The Mudcat Café TM
Thread #5512   Message #419110
Posted By: aussiebloke
16-Mar-01 - 11:49 AM
Thread Name: Origin: All for Me Grog
Subject: RE: All for me grog
G'day...

From the Aussie version above: (thanks Alan)

So it's hang yer jolly grog, yer hocussed shanty grog
The beer that is loaded with tobacco
Graftin' humour I am in, and I'll stick the peg right in
And settle down once more to some hard yakka.


The reference to tobacco here is in relation to the grog-sellers practice of adding tobacco to alcohol (hocussed grog), which would apparently knock you out. When the shearer woke up in the morning, he was told he had shouted drinks all around, and had spent his whole seasons paycheck on drinks in one not so memorable night. The process was referred to as 'lambing down' and is a common theme in Aussie folk songs.

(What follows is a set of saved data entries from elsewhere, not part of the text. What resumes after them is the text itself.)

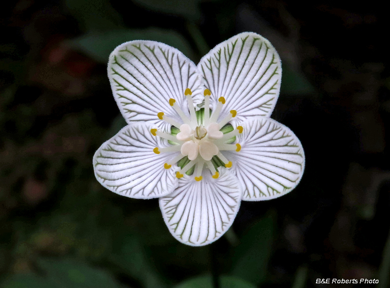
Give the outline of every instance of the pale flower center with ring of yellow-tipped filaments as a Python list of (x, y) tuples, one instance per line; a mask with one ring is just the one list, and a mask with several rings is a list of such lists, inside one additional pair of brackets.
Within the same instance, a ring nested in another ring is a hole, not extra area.
[(225, 98), (220, 97), (218, 99), (217, 107), (210, 116), (209, 107), (211, 92), (210, 90), (206, 89), (204, 91), (204, 121), (203, 123), (198, 123), (196, 119), (194, 103), (191, 98), (191, 90), (187, 88), (184, 92), (184, 95), (187, 97), (191, 115), (190, 119), (188, 119), (188, 117), (176, 104), (175, 99), (169, 99), (170, 105), (173, 106), (176, 113), (180, 116), (183, 124), (180, 124), (176, 122), (176, 120), (165, 116), (163, 112), (157, 114), (159, 119), (162, 119), (175, 126), (180, 130), (180, 132), (175, 136), (157, 131), (157, 129), (151, 130), (153, 135), (160, 136), (177, 144), (165, 148), (156, 147), (153, 151), (156, 154), (180, 151), (180, 153), (173, 157), (171, 161), (164, 164), (165, 169), (170, 169), (173, 164), (182, 160), (186, 156), (188, 157), (189, 161), (184, 166), (182, 166), (179, 171), (176, 172), (177, 178), (183, 177), (184, 173), (187, 173), (190, 171), (190, 169), (195, 168), (195, 180), (200, 181), (202, 179), (202, 170), (205, 165), (213, 174), (213, 178), (218, 178), (219, 173), (217, 168), (219, 166), (224, 165), (227, 168), (232, 167), (232, 162), (229, 161), (221, 153), (221, 151), (235, 150), (238, 152), (241, 149), (241, 146), (238, 143), (226, 143), (232, 139), (232, 137), (242, 133), (243, 128), (241, 126), (237, 126), (235, 130), (225, 134), (221, 132), (221, 129), (224, 127), (224, 125), (226, 125), (233, 117), (235, 117), (237, 113), (235, 110), (232, 110), (219, 123), (217, 123), (222, 105), (225, 104)]

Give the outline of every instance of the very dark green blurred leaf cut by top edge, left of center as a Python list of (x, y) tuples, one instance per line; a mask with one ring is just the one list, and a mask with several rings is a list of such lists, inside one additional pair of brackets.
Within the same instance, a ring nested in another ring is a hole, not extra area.
[(123, 19), (108, 0), (65, 0), (65, 5), (85, 31), (123, 27)]

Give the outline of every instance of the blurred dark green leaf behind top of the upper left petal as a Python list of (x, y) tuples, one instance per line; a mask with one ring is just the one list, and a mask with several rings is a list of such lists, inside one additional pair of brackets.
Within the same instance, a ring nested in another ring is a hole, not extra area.
[(112, 30), (91, 32), (68, 41), (72, 48), (80, 50), (101, 63), (107, 63), (110, 53), (120, 44), (132, 40), (153, 40), (165, 43), (180, 50), (188, 58), (193, 58), (193, 50), (186, 39), (173, 30), (159, 28)]

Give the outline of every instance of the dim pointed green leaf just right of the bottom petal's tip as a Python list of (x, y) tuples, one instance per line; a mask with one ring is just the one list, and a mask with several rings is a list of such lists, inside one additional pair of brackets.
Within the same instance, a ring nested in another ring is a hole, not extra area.
[(272, 250), (273, 227), (270, 213), (243, 233), (241, 244), (233, 249), (233, 275), (256, 285), (264, 281)]

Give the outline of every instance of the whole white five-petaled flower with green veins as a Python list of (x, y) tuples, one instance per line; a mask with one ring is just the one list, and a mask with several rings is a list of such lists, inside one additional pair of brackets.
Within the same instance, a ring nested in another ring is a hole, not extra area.
[(180, 242), (215, 241), (241, 200), (276, 198), (300, 181), (301, 143), (269, 118), (281, 64), (260, 35), (238, 34), (197, 66), (168, 45), (130, 41), (111, 54), (108, 76), (128, 125), (96, 152), (95, 175), (118, 194), (159, 197)]

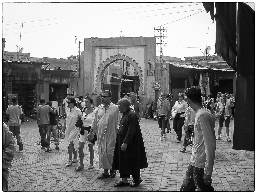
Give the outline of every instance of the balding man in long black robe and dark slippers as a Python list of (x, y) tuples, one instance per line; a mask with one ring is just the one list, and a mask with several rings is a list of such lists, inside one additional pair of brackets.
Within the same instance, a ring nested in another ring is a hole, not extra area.
[[(114, 187), (137, 187), (143, 181), (140, 169), (148, 167), (144, 141), (137, 116), (130, 109), (129, 100), (122, 98), (117, 105), (123, 116), (118, 125), (112, 169), (120, 171), (122, 181), (114, 184)], [(130, 175), (134, 180), (131, 184), (127, 180)]]

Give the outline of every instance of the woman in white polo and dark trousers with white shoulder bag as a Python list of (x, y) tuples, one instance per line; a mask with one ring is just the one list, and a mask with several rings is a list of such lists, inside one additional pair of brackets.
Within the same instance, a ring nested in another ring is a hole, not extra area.
[[(182, 127), (184, 125), (185, 121), (185, 112), (186, 109), (188, 108), (188, 104), (183, 100), (185, 95), (183, 93), (178, 94), (178, 101), (175, 102), (175, 105), (171, 109), (171, 113), (175, 110), (178, 110), (176, 117), (173, 118), (172, 126), (173, 130), (177, 134), (177, 143), (181, 141), (182, 138)], [(171, 119), (171, 115), (170, 118)]]

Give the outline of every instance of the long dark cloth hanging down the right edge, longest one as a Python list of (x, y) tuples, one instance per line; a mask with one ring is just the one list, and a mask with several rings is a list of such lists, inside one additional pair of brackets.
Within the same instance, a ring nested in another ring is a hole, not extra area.
[(233, 149), (254, 151), (254, 10), (237, 8), (237, 76)]

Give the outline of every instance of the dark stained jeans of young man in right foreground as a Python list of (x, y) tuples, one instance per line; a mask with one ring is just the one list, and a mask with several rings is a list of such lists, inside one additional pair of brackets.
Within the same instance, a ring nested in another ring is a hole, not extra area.
[(180, 191), (214, 191), (213, 186), (204, 183), (204, 168), (189, 164)]

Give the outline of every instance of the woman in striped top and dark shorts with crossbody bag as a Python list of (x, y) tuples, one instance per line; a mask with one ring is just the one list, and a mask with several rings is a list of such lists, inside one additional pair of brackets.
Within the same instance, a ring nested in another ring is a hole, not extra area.
[[(226, 105), (225, 105), (226, 103)], [(226, 133), (227, 133), (227, 141), (231, 141), (230, 137), (229, 137), (229, 124), (230, 124), (230, 119), (233, 120), (233, 116), (232, 116), (232, 111), (230, 108), (230, 103), (228, 103), (227, 101), (227, 97), (225, 94), (221, 95), (221, 101), (219, 101), (217, 103), (217, 107), (216, 107), (216, 111), (215, 111), (215, 119), (216, 119), (216, 115), (219, 111), (222, 111), (223, 108), (225, 106), (225, 110), (224, 110), (224, 116), (222, 118), (219, 118), (219, 129), (218, 129), (218, 137), (216, 138), (216, 140), (220, 140), (221, 139), (221, 129), (223, 127), (223, 123), (225, 121), (225, 127), (226, 127)]]

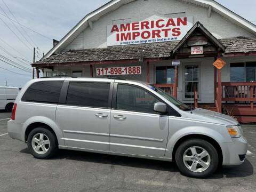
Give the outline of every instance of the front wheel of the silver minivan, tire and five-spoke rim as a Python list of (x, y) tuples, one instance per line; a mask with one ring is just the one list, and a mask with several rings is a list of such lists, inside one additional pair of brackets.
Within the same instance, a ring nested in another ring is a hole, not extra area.
[(182, 174), (193, 178), (207, 178), (219, 165), (217, 150), (211, 143), (202, 139), (182, 142), (176, 150), (175, 161)]

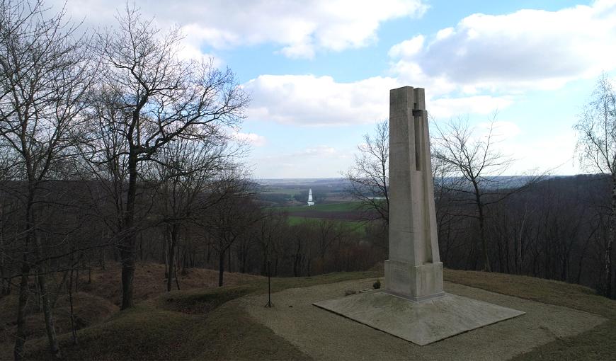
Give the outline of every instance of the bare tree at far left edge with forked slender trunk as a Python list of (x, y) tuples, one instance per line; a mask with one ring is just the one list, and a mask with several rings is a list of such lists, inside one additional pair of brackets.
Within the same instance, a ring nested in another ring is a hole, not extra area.
[(45, 279), (37, 207), (43, 183), (57, 178), (74, 146), (69, 136), (79, 121), (91, 84), (87, 43), (64, 11), (50, 13), (42, 2), (0, 2), (0, 136), (14, 157), (21, 193), (23, 256), (14, 355), (23, 354), (28, 278), (34, 268), (53, 355), (59, 356)]

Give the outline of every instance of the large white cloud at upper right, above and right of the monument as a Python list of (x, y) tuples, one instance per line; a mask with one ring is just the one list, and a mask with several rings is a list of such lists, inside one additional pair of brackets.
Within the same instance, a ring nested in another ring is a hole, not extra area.
[(392, 71), (402, 79), (440, 79), (444, 93), (554, 89), (616, 68), (616, 1), (559, 11), (476, 13), (412, 52), (394, 45)]

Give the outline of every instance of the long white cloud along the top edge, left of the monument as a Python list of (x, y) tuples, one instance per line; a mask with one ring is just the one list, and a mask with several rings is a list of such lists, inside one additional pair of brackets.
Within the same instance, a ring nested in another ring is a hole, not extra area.
[[(52, 0), (56, 8), (64, 1)], [(421, 0), (184, 0), (136, 1), (146, 17), (178, 23), (190, 44), (216, 49), (273, 43), (287, 57), (314, 57), (318, 50), (341, 51), (377, 40), (379, 25), (394, 18), (422, 16)], [(122, 0), (68, 1), (73, 18), (113, 23)], [(96, 14), (94, 16), (93, 14)]]

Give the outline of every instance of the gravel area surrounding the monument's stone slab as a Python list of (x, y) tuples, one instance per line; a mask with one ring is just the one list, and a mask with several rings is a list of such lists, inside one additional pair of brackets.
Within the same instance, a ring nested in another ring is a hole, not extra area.
[(523, 316), (418, 346), (313, 306), (313, 302), (363, 290), (373, 279), (295, 288), (236, 300), (278, 336), (315, 360), (508, 360), (556, 338), (587, 331), (603, 317), (445, 282), (445, 291), (525, 311)]

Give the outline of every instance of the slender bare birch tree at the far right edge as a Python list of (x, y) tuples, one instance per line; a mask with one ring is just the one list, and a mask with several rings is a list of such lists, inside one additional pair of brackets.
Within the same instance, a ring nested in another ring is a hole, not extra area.
[(581, 165), (589, 171), (610, 176), (612, 202), (605, 242), (603, 293), (612, 295), (612, 248), (616, 231), (616, 92), (607, 74), (600, 76), (591, 101), (586, 104), (574, 129)]

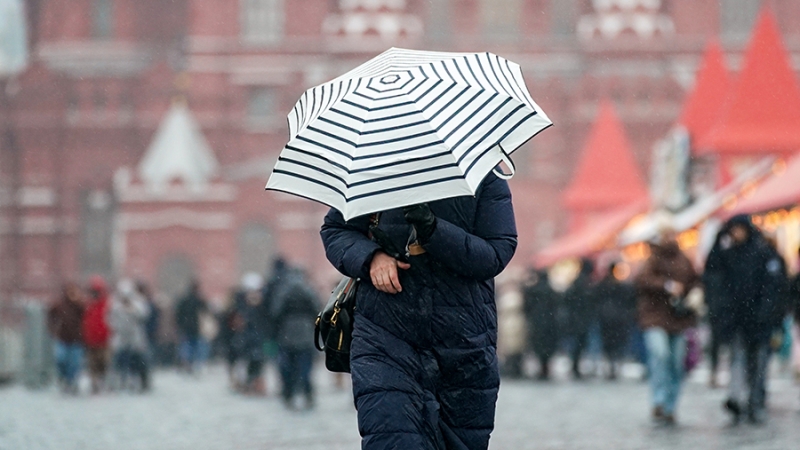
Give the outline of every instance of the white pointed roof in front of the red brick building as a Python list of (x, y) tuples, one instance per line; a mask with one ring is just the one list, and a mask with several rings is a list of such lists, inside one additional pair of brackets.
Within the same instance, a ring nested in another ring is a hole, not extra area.
[(218, 170), (214, 152), (186, 104), (173, 103), (139, 163), (139, 177), (156, 190), (174, 180), (198, 189), (208, 184)]

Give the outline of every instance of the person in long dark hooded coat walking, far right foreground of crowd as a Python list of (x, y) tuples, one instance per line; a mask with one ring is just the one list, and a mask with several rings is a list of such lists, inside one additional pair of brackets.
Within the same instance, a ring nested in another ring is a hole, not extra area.
[(765, 417), (766, 370), (773, 330), (788, 310), (786, 265), (750, 221), (731, 218), (706, 261), (709, 320), (721, 343), (731, 346), (731, 382), (725, 409), (738, 423), (745, 413)]

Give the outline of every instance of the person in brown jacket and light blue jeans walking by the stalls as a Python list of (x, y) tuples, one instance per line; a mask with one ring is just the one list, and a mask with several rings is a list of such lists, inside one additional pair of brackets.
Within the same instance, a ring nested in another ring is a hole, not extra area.
[(653, 419), (674, 425), (686, 358), (684, 331), (695, 324), (692, 314), (675, 307), (678, 299), (699, 286), (691, 261), (681, 252), (670, 229), (650, 244), (650, 257), (636, 277), (639, 324), (644, 330), (652, 390)]

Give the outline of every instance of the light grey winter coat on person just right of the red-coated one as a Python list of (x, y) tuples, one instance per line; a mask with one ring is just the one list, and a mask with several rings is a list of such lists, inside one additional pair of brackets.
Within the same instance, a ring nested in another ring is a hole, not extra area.
[(109, 311), (109, 325), (113, 331), (111, 348), (115, 351), (147, 350), (147, 330), (145, 323), (150, 314), (150, 306), (139, 295), (127, 296), (126, 304), (121, 297), (114, 298)]

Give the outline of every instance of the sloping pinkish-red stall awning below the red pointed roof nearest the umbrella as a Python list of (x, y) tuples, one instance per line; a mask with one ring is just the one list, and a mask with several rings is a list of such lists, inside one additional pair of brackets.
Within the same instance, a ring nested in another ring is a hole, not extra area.
[(550, 266), (562, 259), (587, 256), (603, 250), (609, 244), (613, 245), (617, 233), (636, 216), (646, 212), (648, 207), (649, 202), (643, 200), (603, 213), (583, 228), (558, 238), (537, 253), (534, 265)]

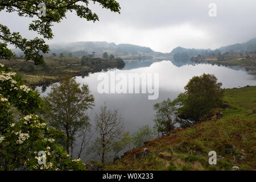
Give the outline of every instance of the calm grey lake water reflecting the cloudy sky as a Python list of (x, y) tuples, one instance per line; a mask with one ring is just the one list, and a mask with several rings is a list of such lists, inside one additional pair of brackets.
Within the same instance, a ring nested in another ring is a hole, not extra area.
[[(194, 64), (194, 65), (193, 65)], [(179, 93), (184, 92), (184, 86), (193, 76), (200, 76), (203, 73), (214, 74), (218, 82), (222, 82), (222, 88), (233, 88), (246, 85), (256, 85), (255, 76), (250, 75), (244, 68), (224, 67), (211, 64), (195, 64), (191, 61), (187, 63), (176, 63), (175, 61), (126, 61), (123, 69), (110, 69), (102, 71), (110, 75), (110, 72), (124, 73), (159, 73), (159, 97), (157, 100), (148, 100), (148, 94), (100, 94), (97, 86), (100, 73), (91, 73), (87, 77), (76, 77), (76, 81), (81, 84), (88, 84), (90, 91), (95, 98), (93, 110), (89, 110), (90, 122), (94, 125), (95, 113), (100, 111), (100, 106), (106, 103), (108, 109), (118, 109), (125, 122), (125, 130), (130, 133), (137, 131), (139, 126), (154, 126), (153, 105), (166, 98), (174, 99)], [(48, 86), (42, 93), (42, 87), (36, 89), (45, 96), (50, 90)]]

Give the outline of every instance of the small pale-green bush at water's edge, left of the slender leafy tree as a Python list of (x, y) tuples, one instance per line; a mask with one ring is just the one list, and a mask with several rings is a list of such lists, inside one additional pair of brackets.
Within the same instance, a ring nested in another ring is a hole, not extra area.
[(155, 138), (154, 131), (148, 126), (141, 126), (136, 133), (133, 133), (133, 144), (135, 147), (143, 146), (144, 142)]

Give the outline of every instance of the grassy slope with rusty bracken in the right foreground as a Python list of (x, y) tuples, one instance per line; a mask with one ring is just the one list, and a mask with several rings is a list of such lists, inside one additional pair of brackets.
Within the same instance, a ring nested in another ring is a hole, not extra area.
[[(176, 129), (175, 134), (134, 148), (104, 169), (212, 171), (232, 170), (233, 166), (238, 166), (241, 170), (255, 170), (256, 115), (253, 111), (256, 110), (256, 86), (225, 89), (224, 101), (230, 106), (222, 109), (221, 119)], [(134, 159), (143, 148), (151, 151), (150, 156)], [(217, 165), (209, 165), (209, 151), (217, 152)]]

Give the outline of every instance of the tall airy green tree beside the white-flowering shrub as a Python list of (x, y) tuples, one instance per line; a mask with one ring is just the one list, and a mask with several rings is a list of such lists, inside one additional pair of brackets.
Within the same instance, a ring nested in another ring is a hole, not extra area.
[(64, 144), (72, 158), (76, 138), (90, 128), (85, 111), (94, 106), (94, 97), (90, 94), (88, 85), (80, 88), (75, 78), (65, 76), (59, 85), (52, 86), (44, 101), (46, 106), (43, 115), (51, 126), (65, 132), (67, 139)]

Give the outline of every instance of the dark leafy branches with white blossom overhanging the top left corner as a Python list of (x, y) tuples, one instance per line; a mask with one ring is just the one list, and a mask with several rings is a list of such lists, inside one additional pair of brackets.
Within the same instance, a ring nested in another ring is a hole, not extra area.
[[(98, 2), (103, 8), (109, 9), (120, 13), (119, 3), (114, 0), (70, 0), (70, 1), (12, 1), (5, 0), (0, 1), (0, 11), (7, 11), (8, 13), (17, 13), (19, 16), (28, 16), (33, 18), (32, 23), (29, 25), (29, 30), (38, 32), (45, 39), (52, 39), (51, 26), (54, 23), (59, 23), (65, 18), (69, 11), (75, 11), (76, 15), (80, 18), (85, 18), (88, 21), (96, 22), (99, 20), (98, 15), (90, 10), (89, 2)], [(12, 32), (7, 26), (0, 24), (0, 55), (2, 59), (10, 59), (14, 57), (14, 53), (7, 48), (8, 44), (13, 44), (16, 48), (19, 48), (24, 52), (26, 60), (33, 60), (36, 65), (43, 64), (43, 55), (40, 52), (47, 53), (49, 46), (45, 44), (43, 39), (35, 38), (27, 40), (22, 38), (19, 32)]]

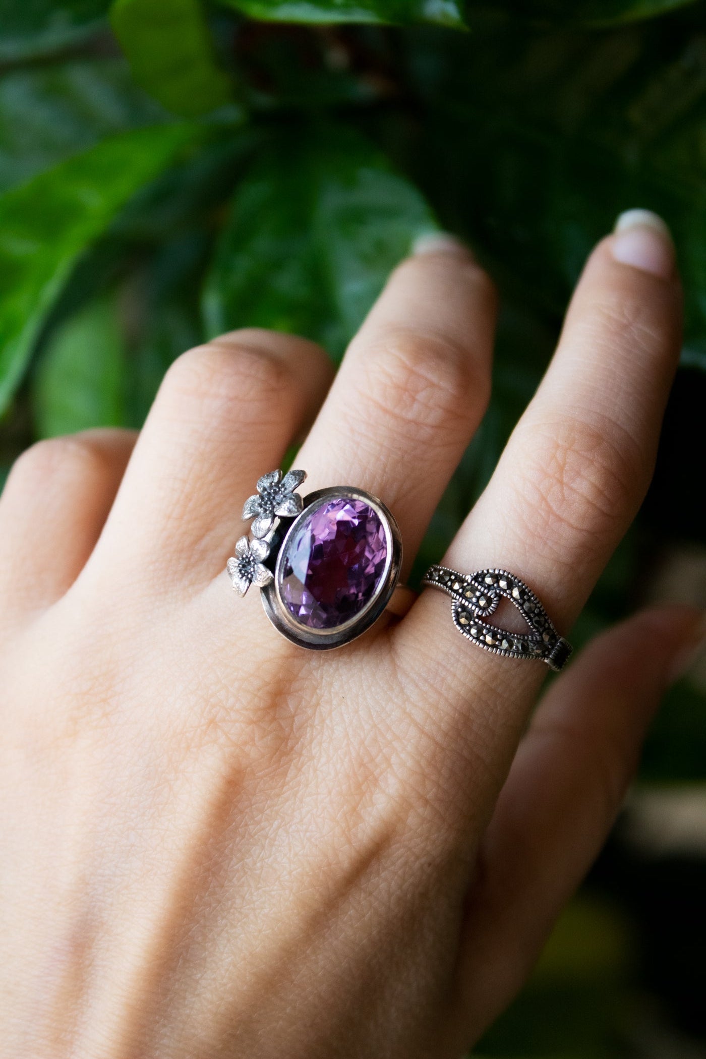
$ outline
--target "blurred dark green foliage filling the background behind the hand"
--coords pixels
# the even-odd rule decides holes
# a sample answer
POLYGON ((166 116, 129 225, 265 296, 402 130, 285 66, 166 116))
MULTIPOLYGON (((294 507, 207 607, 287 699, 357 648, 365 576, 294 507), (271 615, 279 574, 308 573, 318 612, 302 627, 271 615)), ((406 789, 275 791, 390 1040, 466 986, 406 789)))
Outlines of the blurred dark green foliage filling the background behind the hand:
MULTIPOLYGON (((704 14, 703 0, 0 0, 0 484, 35 437, 139 426, 174 358, 221 329, 296 331, 338 359, 440 225, 474 246, 503 309, 491 407, 418 571, 488 481, 587 251, 646 207, 678 245, 684 370, 583 642, 649 596, 675 541, 705 544, 688 460, 706 397, 704 14)), ((670 693, 644 778, 706 778, 693 681, 670 693)), ((706 991, 688 947, 668 949, 686 930, 668 943, 646 915, 636 941, 619 850, 482 1054, 632 1055, 640 986, 706 1038, 696 1002, 677 1011, 640 964, 652 945, 706 991)), ((670 907, 681 870, 655 890, 670 907)))

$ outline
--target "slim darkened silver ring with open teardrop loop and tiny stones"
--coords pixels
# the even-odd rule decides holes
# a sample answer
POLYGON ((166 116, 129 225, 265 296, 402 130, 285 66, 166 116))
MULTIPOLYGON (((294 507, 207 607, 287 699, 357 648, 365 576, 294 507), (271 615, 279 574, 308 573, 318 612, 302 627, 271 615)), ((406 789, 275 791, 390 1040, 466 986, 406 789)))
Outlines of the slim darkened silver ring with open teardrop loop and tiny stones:
POLYGON ((449 567, 430 567, 421 582, 448 593, 453 599, 451 616, 458 631, 493 654, 537 659, 559 672, 574 650, 559 635, 532 590, 507 570, 459 574, 449 567), (497 609, 503 596, 518 608, 529 632, 508 632, 486 621, 497 609))

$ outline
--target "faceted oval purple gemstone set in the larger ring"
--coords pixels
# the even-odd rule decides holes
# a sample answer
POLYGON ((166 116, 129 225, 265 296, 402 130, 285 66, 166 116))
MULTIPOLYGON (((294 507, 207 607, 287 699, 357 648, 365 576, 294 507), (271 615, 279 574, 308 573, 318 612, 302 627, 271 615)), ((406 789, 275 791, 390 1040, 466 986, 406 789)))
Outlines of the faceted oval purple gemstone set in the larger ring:
POLYGON ((287 542, 282 598, 302 625, 334 629, 372 599, 386 557, 385 530, 372 507, 348 497, 324 501, 287 542))

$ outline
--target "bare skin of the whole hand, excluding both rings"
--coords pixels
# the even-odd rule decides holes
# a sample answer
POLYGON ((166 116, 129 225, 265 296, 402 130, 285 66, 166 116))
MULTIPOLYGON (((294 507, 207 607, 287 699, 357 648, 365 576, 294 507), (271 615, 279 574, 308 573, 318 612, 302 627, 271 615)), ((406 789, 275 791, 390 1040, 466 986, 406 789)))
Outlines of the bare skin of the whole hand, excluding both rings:
MULTIPOLYGON (((517 572, 562 632, 647 488, 680 348, 671 244, 654 233, 650 271, 617 238, 443 559, 517 572)), ((334 381, 311 343, 236 331, 175 363, 139 437, 17 462, 0 499, 8 1059, 453 1059, 521 986, 700 615, 637 614, 535 710, 545 667, 474 649, 439 592, 310 652, 223 573, 243 500, 301 436, 307 489, 382 497, 409 564, 486 408, 494 312, 449 243, 394 272, 334 381)))

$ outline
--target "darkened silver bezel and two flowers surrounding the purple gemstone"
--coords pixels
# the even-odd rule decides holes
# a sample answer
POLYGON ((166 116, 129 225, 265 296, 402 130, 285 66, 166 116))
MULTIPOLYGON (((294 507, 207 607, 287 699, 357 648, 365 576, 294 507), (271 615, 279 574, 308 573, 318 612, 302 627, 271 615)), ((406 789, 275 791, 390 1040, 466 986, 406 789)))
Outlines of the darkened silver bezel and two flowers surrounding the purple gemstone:
POLYGON ((402 564, 402 538, 399 526, 390 509, 381 500, 355 486, 339 485, 329 489, 316 489, 302 498, 294 492, 305 480, 302 470, 291 470, 287 474, 271 471, 257 483, 257 493, 246 502, 243 519, 254 518, 253 531, 261 539, 249 541, 241 537, 236 556, 228 560, 228 573, 233 588, 245 595, 249 585, 261 589, 265 613, 275 629, 300 647, 312 650, 330 650, 350 643, 377 622, 391 602, 399 580, 402 564), (385 533, 386 557, 380 581, 365 607, 343 625, 333 629, 312 629, 296 621, 279 593, 282 566, 287 554, 286 544, 290 535, 295 534, 302 521, 312 507, 319 507, 327 500, 342 497, 360 500, 373 508, 385 533), (293 517, 288 517, 288 513, 293 517), (297 514, 298 513, 298 514, 297 514), (265 584, 265 574, 271 573, 265 584))

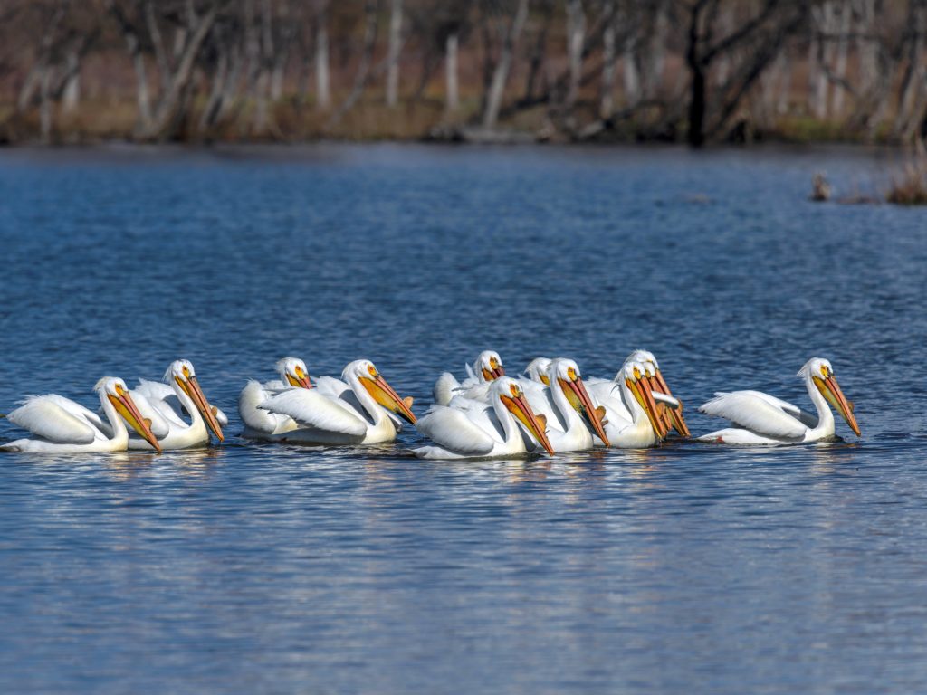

Mark Gregory's excellent Aussie song site provides the musical notation, and he lists the song title as 'Across the Western Plains', he provides these notes:
First printed in the Bulletin in May 1916.
Reworked from a sailor's song 'Noggin Boots' or 'Across the Western Ocean'
This version from the singing of A.L.Lloyd who writes "Sung straight the song never seemed to me wildly exiting, but once I heard a drunken shearer named White sing it on a station near Bethungra NSW, in a way that would make the hair stand on end."